There is no archive today where followers can get the latest marching orders. We have to assume that QAnon has grown beyond its original intent into something even bigger, which benefits the press enormously; since there is no longer a center of operations, everything is attributed to QAnon, and as a resultone can be labelled a follower. Since this label carries with it a built-in demonisation, politicians or anyone else can be despised.
But what about its origins – who is/was “Q”? The press must avoid that too. Over the years, two names have been mentioned as the name of the letter of the same name, and neither of them is an critical figure. HBO documentary “Q: Into The Storm,” They explored aspects of the “movement” and ended up with a revealing scene where the production team spoke to a prominent participant, Ron Watkins, and he accidentally slipped up when he seemed to reveal that he was the driving force behind “Q” at the time.
The The New York Times also conducted a searchby using language forensics.
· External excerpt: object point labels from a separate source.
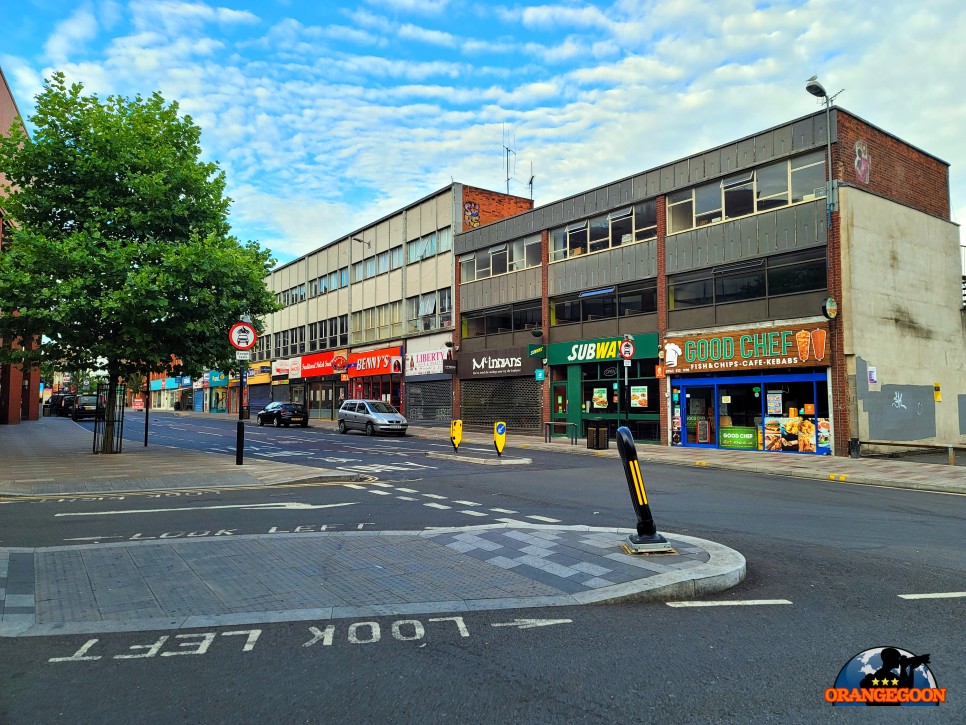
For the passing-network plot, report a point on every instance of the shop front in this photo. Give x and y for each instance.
(590, 383)
(217, 392)
(377, 375)
(764, 389)
(323, 374)
(500, 385)
(429, 390)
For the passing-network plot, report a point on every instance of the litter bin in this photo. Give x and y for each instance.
(598, 435)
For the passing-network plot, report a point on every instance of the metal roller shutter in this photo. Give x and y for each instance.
(515, 401)
(429, 402)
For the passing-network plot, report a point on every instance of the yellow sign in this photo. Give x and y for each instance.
(499, 437)
(456, 433)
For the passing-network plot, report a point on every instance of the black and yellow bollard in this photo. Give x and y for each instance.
(647, 539)
(456, 434)
(499, 438)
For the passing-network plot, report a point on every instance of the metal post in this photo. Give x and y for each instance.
(240, 434)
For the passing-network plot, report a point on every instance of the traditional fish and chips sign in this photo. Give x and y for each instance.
(755, 349)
With the support of two independent labs that analyzed word styles and other language markers, they tracked down Paul Furber. He was one of the original followers of the QAnon forums and actually seems to have been its creator, who was eventually overtaken by Watkins. So who are these guys? They are not Washington players, nor are they military power brokers. Furber was a sort of conspiracy investigator in South Africa, and the website operator Watkins joined months after QAnon became known.
Neither man is a political insider with influence or real insider contacts. But that hasn’t stopped the media from spreading the QAnon myth. Today, it’s used in a similar way to the story of Keyser Söze in the movie The Usual Suspects – a grim fairy tale that was once used to scare children and get them to behave, but has turned into a convenient cipher that can be used to spin any story you want for convenience.
This is what our media complicated has been reduced to: presenting fables as facts, bringing narratives up to their accepted level. Note that QAnon is supposedly a conspiracy disease that infects all of conservatism. To learn something fresh, we don’t hear from conservatives, but from the real passionate followers – the press.